La Lettre s’ouvre sur un effort de modération, de mise en ordre des faits. Kafka veut y expliquer simplement, avec un souci de clarté et d’exactitude, les sentiments qu’il éprouve à l’égard de son père. Mais, à mesure que le texte progresse, il pénètre plus avant dans la douleur de l’auteur. Certains commentateurs ont parlé de forme concentrique ; l’auteur passe d’un thème à l’autre, des menus incidents domestiques à l’attitude du père envers les amis de son fils, des sœurs de Kafka à sa mère, des humiliations infligées à l’enfant craintif à celles que s’inflige encore l’adulte peureux et défait, au nom de la peur que lui inspire toujours son père. Kafka accuse celui-ci de l’avoir peu à peu privé de toute confiance envers autrui, de l’avoir écrasé au point de le rendre incapable d’une vie sociale et amoureuse, de n’avoir pas su, en outre, lui enseigner un judaïsme qu’il entendait faire respecter tout en n’y croyant pas lui-même. Sur tous ces points, l’auteur a beau répéter qu’il n’accable pas son géniteur, lui reconnaître même des qualités d’éducateur, quelques sentiments généreux et le bénéfice d’une souffrance sincère, il est par trop évident qu’il le juge en vérité sans appel. Ses qualités d’éducateur ? Elles eussent pu produire de bons effets, sur d’autres que lui, et utilisées avec plus de discernement et de justice.
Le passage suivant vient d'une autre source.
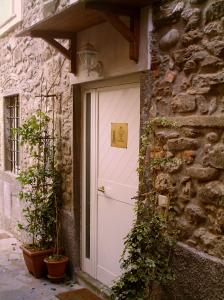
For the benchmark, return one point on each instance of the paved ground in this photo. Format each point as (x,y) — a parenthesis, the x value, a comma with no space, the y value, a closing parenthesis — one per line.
(15,281)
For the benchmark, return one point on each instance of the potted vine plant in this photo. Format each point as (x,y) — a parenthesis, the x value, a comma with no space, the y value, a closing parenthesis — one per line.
(56,262)
(40,184)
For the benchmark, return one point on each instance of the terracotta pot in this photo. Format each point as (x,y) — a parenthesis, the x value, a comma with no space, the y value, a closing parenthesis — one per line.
(56,269)
(35,261)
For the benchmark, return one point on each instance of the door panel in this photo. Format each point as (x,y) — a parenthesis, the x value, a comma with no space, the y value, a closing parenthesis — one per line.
(108,215)
(117,173)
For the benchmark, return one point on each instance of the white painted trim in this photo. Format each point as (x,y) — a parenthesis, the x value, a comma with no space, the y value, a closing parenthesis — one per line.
(117,81)
(90,265)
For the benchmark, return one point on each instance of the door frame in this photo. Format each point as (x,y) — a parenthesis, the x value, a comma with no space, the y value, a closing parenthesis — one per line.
(89,265)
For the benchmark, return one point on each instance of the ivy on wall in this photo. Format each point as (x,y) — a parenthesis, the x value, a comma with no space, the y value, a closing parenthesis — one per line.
(147,248)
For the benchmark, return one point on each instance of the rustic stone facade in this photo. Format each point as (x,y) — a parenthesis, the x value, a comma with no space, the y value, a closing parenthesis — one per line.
(29,67)
(188,86)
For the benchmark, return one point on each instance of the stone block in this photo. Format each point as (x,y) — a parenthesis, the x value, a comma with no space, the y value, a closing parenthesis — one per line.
(204,80)
(216,156)
(181,144)
(211,193)
(215,11)
(170,39)
(202,174)
(199,276)
(183,103)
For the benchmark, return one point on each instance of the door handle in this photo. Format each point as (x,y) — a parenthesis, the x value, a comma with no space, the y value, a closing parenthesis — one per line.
(101,189)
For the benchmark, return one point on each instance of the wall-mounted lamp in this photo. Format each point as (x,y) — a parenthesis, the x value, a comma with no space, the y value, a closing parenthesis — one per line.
(88,56)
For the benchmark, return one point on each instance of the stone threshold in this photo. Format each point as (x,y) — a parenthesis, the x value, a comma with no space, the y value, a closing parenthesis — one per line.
(93,284)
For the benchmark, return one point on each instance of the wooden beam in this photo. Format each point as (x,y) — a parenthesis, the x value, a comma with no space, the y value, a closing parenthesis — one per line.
(57,46)
(120,10)
(53,34)
(135,28)
(119,25)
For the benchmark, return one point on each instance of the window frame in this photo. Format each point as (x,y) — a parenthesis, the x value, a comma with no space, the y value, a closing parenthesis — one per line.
(14,19)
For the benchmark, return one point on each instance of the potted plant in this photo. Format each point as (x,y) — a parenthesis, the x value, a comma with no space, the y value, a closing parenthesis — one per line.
(56,262)
(39,183)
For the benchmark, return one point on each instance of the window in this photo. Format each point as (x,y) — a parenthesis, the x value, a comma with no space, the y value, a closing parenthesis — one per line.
(10,14)
(11,115)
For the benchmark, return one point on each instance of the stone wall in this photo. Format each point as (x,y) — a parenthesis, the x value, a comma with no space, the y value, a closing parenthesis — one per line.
(188,86)
(27,67)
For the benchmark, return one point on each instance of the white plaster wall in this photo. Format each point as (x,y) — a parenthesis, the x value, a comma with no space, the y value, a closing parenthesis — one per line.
(114,50)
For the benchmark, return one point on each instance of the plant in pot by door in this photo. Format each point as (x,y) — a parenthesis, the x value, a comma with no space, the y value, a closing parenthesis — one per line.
(38,184)
(56,262)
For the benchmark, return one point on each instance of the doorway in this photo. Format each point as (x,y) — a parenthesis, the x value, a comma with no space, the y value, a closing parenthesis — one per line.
(111,145)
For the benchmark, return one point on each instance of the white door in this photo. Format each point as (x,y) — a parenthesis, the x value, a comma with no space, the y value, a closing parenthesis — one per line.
(112,143)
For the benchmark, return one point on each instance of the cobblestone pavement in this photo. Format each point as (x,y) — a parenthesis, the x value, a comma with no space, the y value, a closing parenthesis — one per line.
(16,283)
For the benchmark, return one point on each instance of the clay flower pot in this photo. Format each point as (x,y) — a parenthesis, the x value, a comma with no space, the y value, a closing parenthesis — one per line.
(56,267)
(34,260)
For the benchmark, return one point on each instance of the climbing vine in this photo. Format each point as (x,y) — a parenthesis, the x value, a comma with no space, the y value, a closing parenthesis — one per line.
(147,248)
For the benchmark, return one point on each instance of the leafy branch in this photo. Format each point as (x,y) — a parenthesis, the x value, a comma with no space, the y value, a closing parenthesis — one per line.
(147,248)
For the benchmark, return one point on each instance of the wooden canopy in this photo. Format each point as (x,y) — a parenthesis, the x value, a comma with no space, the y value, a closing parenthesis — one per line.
(84,14)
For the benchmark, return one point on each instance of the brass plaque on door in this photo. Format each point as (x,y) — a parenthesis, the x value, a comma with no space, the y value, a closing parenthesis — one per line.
(119,135)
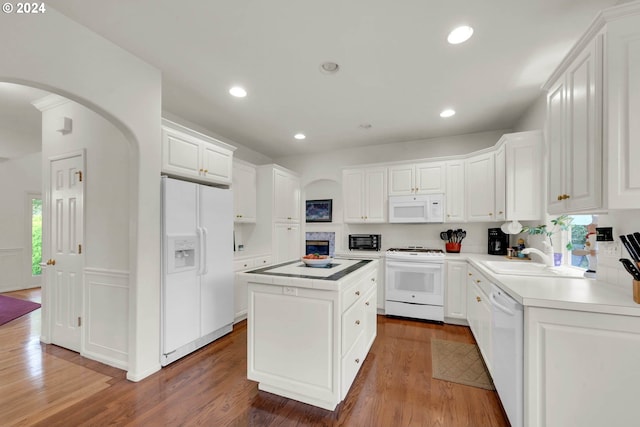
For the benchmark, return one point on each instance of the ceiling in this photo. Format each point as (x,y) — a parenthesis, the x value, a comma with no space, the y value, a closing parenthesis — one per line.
(397,72)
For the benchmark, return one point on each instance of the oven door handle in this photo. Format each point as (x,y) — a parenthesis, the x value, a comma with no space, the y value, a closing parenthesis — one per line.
(426,265)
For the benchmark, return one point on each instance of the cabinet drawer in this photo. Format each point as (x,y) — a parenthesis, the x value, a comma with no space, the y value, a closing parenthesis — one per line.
(357,291)
(243,264)
(353,324)
(262,261)
(351,365)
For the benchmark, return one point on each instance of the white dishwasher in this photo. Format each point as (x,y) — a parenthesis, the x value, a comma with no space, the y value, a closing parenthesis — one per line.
(508,353)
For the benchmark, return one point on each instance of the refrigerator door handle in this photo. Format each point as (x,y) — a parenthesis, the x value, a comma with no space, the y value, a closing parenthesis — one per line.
(205,235)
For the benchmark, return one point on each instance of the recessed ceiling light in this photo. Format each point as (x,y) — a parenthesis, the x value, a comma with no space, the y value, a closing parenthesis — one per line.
(460,34)
(238,92)
(329,67)
(447,113)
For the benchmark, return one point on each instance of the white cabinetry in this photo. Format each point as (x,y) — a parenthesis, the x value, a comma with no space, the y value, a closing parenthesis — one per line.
(240,283)
(364,193)
(309,344)
(623,109)
(524,180)
(501,184)
(480,186)
(574,126)
(455,191)
(420,178)
(278,226)
(479,313)
(244,192)
(582,368)
(192,155)
(455,297)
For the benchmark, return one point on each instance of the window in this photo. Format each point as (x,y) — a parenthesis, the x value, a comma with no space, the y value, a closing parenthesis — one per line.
(578,239)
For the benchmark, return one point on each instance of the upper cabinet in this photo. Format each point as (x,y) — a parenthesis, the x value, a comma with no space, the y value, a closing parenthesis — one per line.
(244,192)
(455,191)
(192,155)
(523,180)
(364,193)
(480,188)
(420,178)
(623,109)
(574,126)
(593,102)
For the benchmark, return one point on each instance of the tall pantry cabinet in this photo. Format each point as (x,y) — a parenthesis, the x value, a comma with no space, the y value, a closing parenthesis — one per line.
(279,212)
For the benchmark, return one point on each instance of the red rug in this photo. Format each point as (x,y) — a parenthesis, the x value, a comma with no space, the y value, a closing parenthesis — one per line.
(12,308)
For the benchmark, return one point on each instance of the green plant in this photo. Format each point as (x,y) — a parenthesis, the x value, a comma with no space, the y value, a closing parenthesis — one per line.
(562,223)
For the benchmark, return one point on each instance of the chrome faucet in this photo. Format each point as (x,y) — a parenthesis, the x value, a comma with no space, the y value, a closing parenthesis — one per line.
(547,258)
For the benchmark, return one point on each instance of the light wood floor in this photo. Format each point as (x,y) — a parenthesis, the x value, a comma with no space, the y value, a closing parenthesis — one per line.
(45,385)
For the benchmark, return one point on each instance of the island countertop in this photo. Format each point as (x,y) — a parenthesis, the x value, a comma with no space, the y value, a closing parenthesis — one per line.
(296,273)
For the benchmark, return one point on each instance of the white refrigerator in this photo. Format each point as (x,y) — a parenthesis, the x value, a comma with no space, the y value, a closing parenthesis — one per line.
(197,267)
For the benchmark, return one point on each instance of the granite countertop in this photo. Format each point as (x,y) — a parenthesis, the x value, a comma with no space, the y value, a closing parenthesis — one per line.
(296,273)
(577,293)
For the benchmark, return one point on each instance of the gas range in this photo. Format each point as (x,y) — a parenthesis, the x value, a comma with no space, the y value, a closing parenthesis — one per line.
(416,253)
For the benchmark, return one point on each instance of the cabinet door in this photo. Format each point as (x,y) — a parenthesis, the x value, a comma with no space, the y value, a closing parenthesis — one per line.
(430,177)
(455,192)
(353,195)
(500,177)
(286,197)
(244,192)
(556,128)
(286,242)
(376,195)
(480,188)
(583,179)
(216,163)
(402,180)
(623,85)
(180,154)
(456,290)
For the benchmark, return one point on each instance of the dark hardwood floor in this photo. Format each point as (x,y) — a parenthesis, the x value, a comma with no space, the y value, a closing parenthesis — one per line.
(44,385)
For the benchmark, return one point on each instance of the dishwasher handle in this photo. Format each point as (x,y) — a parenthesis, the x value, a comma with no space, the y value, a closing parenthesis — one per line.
(499,306)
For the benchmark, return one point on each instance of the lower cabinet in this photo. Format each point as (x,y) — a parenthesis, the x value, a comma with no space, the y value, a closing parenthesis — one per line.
(309,344)
(240,284)
(479,314)
(455,297)
(581,369)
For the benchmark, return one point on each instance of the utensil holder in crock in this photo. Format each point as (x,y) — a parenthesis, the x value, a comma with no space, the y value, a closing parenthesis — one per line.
(452,247)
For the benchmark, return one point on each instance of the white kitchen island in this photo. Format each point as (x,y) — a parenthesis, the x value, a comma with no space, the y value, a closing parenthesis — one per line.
(310,329)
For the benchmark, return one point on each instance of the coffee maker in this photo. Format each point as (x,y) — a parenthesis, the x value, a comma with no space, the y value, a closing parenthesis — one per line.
(498,242)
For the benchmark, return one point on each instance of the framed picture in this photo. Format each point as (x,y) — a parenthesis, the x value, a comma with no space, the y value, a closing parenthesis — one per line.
(319,210)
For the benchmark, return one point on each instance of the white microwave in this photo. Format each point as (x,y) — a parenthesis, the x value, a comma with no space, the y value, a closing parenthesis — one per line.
(416,209)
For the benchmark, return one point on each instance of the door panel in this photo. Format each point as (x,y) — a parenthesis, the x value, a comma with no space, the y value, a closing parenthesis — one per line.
(66,260)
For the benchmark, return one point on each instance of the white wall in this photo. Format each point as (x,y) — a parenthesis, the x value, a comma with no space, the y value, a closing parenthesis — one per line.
(54,53)
(18,177)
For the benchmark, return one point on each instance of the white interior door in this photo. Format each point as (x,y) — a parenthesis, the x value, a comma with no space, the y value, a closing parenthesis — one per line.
(65,265)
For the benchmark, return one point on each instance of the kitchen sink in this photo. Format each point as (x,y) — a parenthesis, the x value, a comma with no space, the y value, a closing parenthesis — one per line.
(524,268)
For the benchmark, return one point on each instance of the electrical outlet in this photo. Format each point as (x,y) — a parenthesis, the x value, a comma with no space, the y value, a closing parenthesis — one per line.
(610,249)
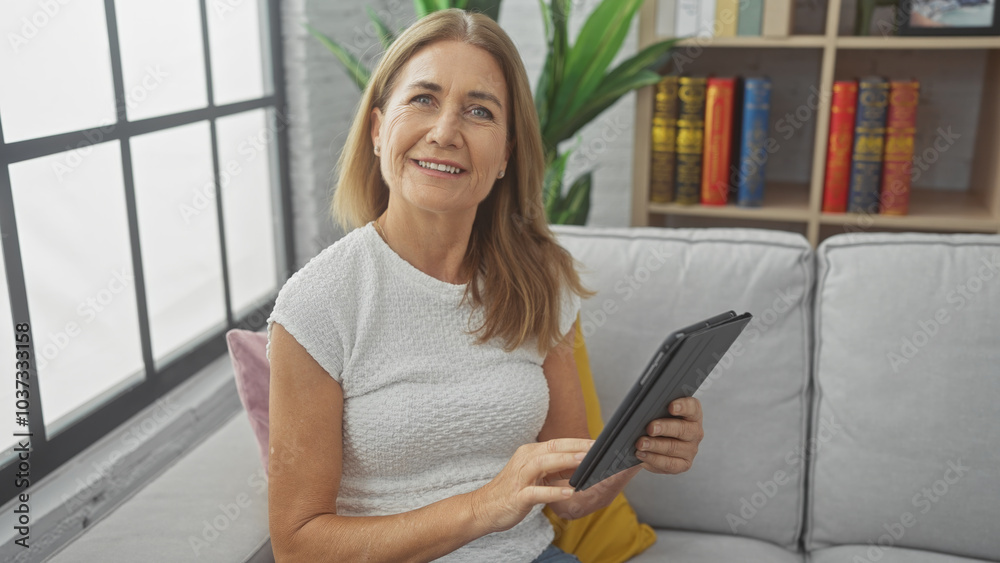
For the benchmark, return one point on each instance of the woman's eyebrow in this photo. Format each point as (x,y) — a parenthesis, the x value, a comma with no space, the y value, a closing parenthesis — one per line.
(475,94)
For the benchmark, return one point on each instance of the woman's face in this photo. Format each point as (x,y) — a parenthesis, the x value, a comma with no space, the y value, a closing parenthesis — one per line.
(448,107)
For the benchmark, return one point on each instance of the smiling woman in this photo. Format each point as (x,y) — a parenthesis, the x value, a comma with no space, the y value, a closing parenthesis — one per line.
(424,363)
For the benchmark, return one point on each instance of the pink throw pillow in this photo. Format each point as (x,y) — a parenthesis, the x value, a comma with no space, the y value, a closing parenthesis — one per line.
(248,351)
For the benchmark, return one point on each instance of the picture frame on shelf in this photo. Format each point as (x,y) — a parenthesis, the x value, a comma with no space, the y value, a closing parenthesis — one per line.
(949,17)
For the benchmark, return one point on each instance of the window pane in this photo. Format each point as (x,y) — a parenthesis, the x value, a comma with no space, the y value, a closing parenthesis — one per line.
(246,147)
(7,359)
(163,63)
(179,235)
(56,68)
(74,238)
(234,37)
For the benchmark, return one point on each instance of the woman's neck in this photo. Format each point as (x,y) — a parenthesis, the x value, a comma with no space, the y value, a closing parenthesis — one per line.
(434,244)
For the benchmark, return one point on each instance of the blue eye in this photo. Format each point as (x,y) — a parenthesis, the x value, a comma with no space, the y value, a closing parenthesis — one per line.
(486,113)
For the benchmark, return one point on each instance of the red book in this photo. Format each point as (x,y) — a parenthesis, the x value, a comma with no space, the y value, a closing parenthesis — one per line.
(718,140)
(839,147)
(897,160)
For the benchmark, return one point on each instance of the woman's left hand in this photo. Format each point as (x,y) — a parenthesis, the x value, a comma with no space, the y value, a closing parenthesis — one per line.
(672,443)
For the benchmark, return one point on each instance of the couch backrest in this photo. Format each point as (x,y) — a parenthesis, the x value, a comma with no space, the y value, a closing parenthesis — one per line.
(908,382)
(748,476)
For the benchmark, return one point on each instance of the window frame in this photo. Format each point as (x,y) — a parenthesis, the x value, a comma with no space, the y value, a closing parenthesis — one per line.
(48,453)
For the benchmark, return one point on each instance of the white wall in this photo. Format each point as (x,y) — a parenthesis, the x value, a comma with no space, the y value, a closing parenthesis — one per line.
(322,100)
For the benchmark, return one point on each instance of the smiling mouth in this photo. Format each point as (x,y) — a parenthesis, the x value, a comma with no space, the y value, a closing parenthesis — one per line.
(439,167)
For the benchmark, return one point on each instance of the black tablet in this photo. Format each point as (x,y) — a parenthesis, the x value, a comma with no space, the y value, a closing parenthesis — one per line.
(677,369)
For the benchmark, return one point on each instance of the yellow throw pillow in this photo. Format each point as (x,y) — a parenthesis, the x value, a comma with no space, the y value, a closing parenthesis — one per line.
(612,534)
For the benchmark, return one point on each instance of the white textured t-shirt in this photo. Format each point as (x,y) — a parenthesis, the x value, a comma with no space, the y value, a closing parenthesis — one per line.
(428,414)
Sa souffrance sincère devant l’ingratitude de ses enfants ? Elle eût été émouvante s’il n’avait démontré, tout au long de sa vie de père, son incapacité à se faire aimer et son mépris des sentiments d’autrui.

 

La douleur de Kafka sourd de chaque page de cette lettre, à mesure qu’apparaît son impuissance à surmonter les traumatismes de son enfance. Incapable de se détacher de la peur que lui inspire son père, l’écrivain reconnaît son incapacité à devenir père à son tour, reconnaissant même qu’un enfant comme il le fut – « un fils comme moi, un fils muet, apathique, sec, dégénéré » - lui serait insupportable. De là, pense-t-il, l’échec de ses deux tentatives de mariage. Et la conviction que rien, jamais, ne réparera les torts causés par un père tyrannique. Ce que révèle la Lettre au père, ce n’est pas « seulement » le portrait de ce tyran, c’est le dégoût insurmontable que ressent un homme pour lui-même.